Merasa pikirannya terusik dengan hal-hal tak penting, So Hyun menggeleng-gelengkan kepala. Ia memaksa dirinya untuk kembali fokus dengan pekerjaannya, dan itu cukup berhasil. Ia begitu terlarut dalam pekerjaan, hingga ia tak menyadari jika saat ia telah menyelesaikan pekerjaannya, malam telah larut. Jam di dinding ruang kerjanya telah menunjukkan pukul 1 pagi. Ia menggeliat, melemaskan otot-ototnya, kemudian menoleh ke tempat Donghae bekerja.
"Isshhhh, pantas saja dia tidak berisik," cibir So Hyun karena ternyata Donghae sudah tertidur.
So Hyun beringsut dari kursi kerjanya dan sedikit meregangkan otot-otot tubuhnya. Ia kembali menoleh ke arah Donghae yang tertidur dan seakan dituntun oleh sesuatu, So Hyun mendekati Donghae yang tertidur dengan tak nyaman di sofa. Donghae terduduk dan menunduk tak nyaman sembari memejamkan mata.
Perlahan, So Hyun menatap wajah Donghae yang sedang tertidur. Ia sedikit tercengang. Wajah Donghae ketika tertidur jauh lebih damai, menyejukkan dan menyenangkan untuk dilihat. Tanpa disadarinya, So Hyun menyunggingkan senyum di bibirnya. Ia kembali ke meja kerjanya, mengambil selembar kertas dan pensil. Tiba-tiba, So Hyun ingin manggambar wajah Donghae yang sedang tertidur. Ia memposisikan dirinya tepat di depan Donghae, dan mulai menggambar. Mulai dari wajahnya yang tampak tampan dengan mata terpejam, untaian rambut Donghae yang berwarna hitam kecoklatan dan sedikit menutupi mata, dan bibirnya yang tenang.

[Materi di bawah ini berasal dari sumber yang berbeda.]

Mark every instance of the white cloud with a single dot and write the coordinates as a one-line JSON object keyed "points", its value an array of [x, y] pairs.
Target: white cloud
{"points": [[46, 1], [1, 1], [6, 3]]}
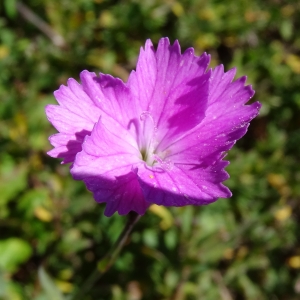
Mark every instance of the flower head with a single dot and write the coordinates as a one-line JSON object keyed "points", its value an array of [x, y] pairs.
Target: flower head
{"points": [[159, 138]]}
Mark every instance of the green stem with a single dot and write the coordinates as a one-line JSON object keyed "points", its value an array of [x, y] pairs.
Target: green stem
{"points": [[108, 260]]}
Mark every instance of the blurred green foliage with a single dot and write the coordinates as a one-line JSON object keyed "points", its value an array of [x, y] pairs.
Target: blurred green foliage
{"points": [[52, 233]]}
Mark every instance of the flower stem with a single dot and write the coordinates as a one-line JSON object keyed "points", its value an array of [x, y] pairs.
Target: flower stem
{"points": [[108, 260]]}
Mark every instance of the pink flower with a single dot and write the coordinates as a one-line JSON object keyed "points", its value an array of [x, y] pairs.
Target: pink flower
{"points": [[159, 138]]}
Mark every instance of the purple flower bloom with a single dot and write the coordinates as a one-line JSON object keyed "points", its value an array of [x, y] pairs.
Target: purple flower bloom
{"points": [[159, 138]]}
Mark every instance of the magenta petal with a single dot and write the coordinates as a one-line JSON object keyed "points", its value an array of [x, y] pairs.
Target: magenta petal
{"points": [[226, 120], [74, 118], [180, 185], [172, 87], [159, 138], [122, 194]]}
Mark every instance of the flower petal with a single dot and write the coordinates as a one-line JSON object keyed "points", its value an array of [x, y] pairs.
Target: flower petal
{"points": [[226, 120], [108, 150], [181, 185], [121, 194], [74, 118], [173, 87], [106, 165]]}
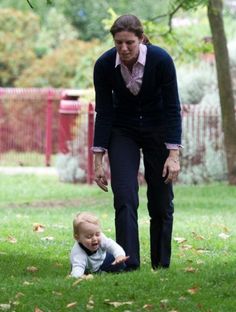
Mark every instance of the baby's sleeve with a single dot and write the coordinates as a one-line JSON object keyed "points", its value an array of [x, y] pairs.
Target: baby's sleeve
{"points": [[78, 263]]}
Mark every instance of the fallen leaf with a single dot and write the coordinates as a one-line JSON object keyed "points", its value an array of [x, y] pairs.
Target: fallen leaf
{"points": [[117, 304], [90, 304], [190, 270], [193, 290], [186, 247], [56, 293], [27, 283], [88, 277], [197, 236], [36, 309], [5, 306], [47, 238], [37, 227], [148, 307], [200, 262], [32, 269], [224, 236], [11, 239], [225, 229], [202, 250], [180, 240], [18, 295], [79, 280], [182, 298], [71, 305]]}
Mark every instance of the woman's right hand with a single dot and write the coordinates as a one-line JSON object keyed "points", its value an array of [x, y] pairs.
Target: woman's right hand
{"points": [[100, 177]]}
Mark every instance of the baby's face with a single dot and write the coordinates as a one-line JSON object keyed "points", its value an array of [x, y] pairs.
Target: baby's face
{"points": [[90, 236]]}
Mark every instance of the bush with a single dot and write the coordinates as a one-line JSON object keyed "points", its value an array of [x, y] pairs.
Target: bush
{"points": [[58, 68], [196, 82]]}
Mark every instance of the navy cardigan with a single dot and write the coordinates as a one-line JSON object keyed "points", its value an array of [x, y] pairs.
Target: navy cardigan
{"points": [[156, 104]]}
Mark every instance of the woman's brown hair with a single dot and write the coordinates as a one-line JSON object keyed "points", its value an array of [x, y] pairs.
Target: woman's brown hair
{"points": [[127, 23]]}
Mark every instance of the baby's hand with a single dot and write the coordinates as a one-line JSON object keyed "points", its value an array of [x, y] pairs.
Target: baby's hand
{"points": [[120, 259]]}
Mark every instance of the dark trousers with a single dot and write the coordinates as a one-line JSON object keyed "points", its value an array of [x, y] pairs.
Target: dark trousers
{"points": [[124, 157]]}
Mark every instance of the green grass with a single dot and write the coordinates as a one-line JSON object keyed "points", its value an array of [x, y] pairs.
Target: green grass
{"points": [[201, 214], [25, 159]]}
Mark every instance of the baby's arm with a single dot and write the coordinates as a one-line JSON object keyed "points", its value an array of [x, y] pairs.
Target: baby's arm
{"points": [[120, 259], [78, 264], [115, 249]]}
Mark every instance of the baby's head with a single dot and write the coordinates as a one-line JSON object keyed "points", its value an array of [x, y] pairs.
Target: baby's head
{"points": [[87, 230]]}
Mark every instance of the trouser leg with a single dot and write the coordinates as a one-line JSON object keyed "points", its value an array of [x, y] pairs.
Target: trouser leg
{"points": [[160, 205], [124, 157]]}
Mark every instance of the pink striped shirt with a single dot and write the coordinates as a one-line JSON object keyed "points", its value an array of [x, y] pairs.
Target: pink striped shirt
{"points": [[133, 81]]}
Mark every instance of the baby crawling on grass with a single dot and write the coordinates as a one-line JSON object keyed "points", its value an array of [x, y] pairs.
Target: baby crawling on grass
{"points": [[93, 252]]}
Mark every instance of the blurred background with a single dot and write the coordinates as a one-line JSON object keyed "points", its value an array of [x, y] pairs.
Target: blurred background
{"points": [[47, 54]]}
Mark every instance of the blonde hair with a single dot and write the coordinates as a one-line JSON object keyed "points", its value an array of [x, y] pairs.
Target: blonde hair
{"points": [[84, 217]]}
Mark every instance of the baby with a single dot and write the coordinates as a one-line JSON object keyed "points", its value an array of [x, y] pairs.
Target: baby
{"points": [[93, 251]]}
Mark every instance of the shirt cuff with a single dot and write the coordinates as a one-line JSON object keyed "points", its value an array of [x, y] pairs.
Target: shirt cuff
{"points": [[98, 149], [173, 146]]}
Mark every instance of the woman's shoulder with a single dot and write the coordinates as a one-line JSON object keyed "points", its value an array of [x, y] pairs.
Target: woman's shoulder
{"points": [[156, 51]]}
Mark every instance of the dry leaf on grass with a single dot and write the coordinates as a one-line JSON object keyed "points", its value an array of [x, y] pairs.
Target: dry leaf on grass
{"points": [[117, 304], [190, 270], [18, 295], [11, 239], [32, 269], [197, 236], [186, 247], [224, 236], [193, 290], [83, 278], [180, 240], [37, 227], [5, 306], [56, 293], [36, 309], [71, 305], [199, 262], [47, 238], [58, 265], [27, 283], [182, 298], [202, 250], [90, 304], [148, 307]]}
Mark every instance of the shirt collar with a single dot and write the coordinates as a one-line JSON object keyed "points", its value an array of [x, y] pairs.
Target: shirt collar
{"points": [[141, 58]]}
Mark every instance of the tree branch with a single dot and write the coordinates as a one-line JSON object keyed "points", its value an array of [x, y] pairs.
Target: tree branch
{"points": [[170, 16], [30, 4]]}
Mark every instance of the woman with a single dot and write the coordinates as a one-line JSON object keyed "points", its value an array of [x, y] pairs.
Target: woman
{"points": [[138, 108]]}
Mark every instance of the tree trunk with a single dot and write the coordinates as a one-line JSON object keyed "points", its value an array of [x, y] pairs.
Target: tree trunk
{"points": [[215, 8]]}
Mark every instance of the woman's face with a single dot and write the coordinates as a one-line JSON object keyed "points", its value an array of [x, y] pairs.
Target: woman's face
{"points": [[127, 45]]}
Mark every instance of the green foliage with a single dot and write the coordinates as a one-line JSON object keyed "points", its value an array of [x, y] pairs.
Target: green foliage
{"points": [[87, 15], [195, 82], [189, 4], [54, 32], [57, 68], [17, 37]]}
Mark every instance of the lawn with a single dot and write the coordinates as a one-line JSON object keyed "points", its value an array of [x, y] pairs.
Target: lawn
{"points": [[34, 266]]}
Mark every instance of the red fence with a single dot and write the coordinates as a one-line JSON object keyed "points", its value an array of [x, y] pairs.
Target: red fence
{"points": [[34, 128]]}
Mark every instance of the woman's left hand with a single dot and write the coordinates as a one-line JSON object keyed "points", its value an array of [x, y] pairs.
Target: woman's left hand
{"points": [[171, 168]]}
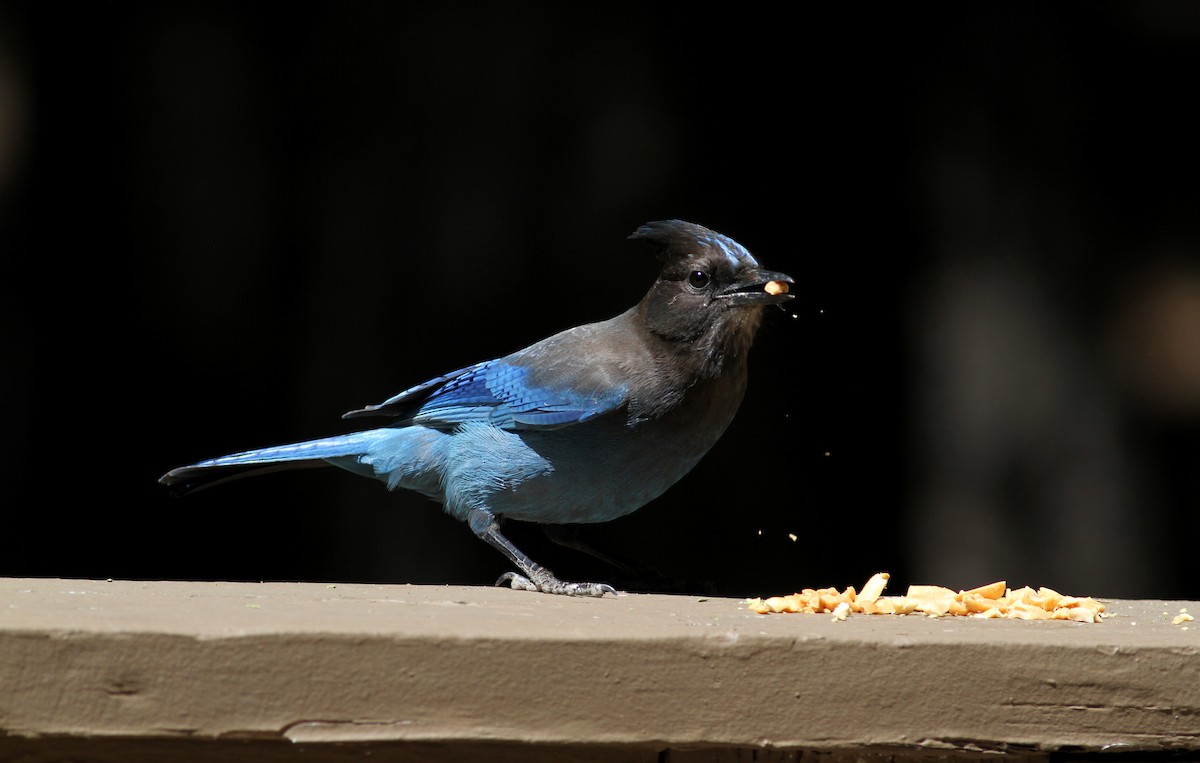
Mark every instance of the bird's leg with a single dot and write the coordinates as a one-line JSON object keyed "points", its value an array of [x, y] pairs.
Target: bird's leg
{"points": [[533, 576]]}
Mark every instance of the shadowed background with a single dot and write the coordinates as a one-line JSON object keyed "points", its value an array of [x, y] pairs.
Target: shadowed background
{"points": [[223, 226]]}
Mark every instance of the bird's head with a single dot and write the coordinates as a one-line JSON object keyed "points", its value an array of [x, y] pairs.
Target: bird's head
{"points": [[709, 292]]}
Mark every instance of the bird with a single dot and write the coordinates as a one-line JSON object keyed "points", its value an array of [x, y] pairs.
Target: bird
{"points": [[585, 426]]}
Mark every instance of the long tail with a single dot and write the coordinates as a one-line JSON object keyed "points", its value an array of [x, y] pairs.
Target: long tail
{"points": [[343, 450]]}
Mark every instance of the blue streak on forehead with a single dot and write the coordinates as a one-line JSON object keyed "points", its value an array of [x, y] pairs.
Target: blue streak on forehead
{"points": [[737, 254]]}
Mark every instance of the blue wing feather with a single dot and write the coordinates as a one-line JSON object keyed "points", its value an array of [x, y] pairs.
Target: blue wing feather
{"points": [[499, 392]]}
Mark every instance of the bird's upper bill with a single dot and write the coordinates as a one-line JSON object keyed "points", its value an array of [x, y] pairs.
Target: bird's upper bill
{"points": [[687, 241], [759, 286]]}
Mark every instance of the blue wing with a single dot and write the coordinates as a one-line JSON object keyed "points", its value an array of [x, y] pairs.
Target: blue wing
{"points": [[499, 392]]}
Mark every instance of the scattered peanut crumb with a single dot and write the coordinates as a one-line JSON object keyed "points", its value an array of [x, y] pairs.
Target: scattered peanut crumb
{"points": [[994, 600]]}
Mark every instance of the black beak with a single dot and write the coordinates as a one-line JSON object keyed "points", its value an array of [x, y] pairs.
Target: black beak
{"points": [[759, 287]]}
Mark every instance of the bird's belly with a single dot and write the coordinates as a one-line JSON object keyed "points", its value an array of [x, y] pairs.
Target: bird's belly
{"points": [[604, 469]]}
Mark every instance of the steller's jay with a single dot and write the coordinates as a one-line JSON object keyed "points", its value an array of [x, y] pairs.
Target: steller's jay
{"points": [[585, 426]]}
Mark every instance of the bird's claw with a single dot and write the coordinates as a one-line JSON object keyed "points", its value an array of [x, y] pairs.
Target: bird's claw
{"points": [[545, 582]]}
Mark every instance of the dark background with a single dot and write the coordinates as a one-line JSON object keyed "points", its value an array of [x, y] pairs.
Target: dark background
{"points": [[225, 224]]}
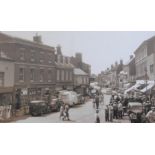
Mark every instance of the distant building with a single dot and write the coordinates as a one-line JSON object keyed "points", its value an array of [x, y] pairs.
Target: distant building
{"points": [[64, 71], [81, 81], [6, 80], [130, 68], [145, 60], [34, 64], [77, 61]]}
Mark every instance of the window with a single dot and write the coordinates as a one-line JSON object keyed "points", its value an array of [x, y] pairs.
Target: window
{"points": [[22, 54], [41, 57], [49, 75], [1, 79], [66, 75], [32, 74], [41, 75], [32, 55], [58, 75], [151, 68], [62, 75], [50, 58], [70, 76], [21, 74]]}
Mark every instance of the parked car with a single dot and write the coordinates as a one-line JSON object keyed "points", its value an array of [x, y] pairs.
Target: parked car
{"points": [[108, 91], [55, 104], [81, 99], [135, 112], [68, 97], [38, 107]]}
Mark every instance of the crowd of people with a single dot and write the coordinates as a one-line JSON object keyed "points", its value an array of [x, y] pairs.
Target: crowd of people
{"points": [[115, 109]]}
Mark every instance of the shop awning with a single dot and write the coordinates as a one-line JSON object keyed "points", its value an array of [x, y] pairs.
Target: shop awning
{"points": [[134, 87]]}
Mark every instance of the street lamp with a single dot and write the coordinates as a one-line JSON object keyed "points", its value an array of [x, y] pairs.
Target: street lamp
{"points": [[146, 79]]}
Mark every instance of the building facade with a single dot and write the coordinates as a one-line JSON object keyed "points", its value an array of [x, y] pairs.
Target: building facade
{"points": [[145, 60], [77, 61], [34, 64], [81, 81], [64, 71]]}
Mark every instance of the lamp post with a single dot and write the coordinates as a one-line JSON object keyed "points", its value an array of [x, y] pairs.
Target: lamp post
{"points": [[146, 80]]}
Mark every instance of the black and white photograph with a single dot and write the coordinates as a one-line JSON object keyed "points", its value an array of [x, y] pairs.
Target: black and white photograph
{"points": [[79, 78]]}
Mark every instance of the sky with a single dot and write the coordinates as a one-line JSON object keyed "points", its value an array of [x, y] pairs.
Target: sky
{"points": [[100, 49]]}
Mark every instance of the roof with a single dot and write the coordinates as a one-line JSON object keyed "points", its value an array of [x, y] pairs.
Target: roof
{"points": [[144, 42], [4, 57], [26, 42], [129, 61], [78, 71]]}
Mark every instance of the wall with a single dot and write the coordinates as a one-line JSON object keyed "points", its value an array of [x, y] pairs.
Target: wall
{"points": [[8, 69]]}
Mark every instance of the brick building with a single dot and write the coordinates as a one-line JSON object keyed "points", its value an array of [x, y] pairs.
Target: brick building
{"points": [[64, 71], [34, 64], [77, 61]]}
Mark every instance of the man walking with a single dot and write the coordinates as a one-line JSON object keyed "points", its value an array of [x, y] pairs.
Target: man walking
{"points": [[97, 101]]}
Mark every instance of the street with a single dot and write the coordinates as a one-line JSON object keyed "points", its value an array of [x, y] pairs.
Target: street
{"points": [[79, 114]]}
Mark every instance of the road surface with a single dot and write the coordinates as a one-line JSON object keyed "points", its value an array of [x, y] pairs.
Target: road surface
{"points": [[79, 114]]}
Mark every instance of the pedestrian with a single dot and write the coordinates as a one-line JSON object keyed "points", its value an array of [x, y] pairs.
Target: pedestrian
{"points": [[151, 115], [97, 120], [62, 107], [66, 112], [97, 101], [107, 114], [110, 109], [120, 110], [115, 110]]}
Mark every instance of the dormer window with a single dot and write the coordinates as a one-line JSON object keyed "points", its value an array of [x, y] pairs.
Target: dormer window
{"points": [[41, 57], [32, 55], [22, 54]]}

So Hyun terlihat sangat menikmati kegiatannya. Rasanya sudah cukup lama ia tak menggambar dengan perasaan seperti saat ini. Apa karena ia menemukan obyek yang menarik atau karena memang menggambar adalah hal yang selalu bisa menghiburnya? Entahlah. So Hyun sendiri pun tak dapat mengerti. Ia hanya merasa ingin mengabadikan wajah tertidur Donghae dalam lukisan tangannya.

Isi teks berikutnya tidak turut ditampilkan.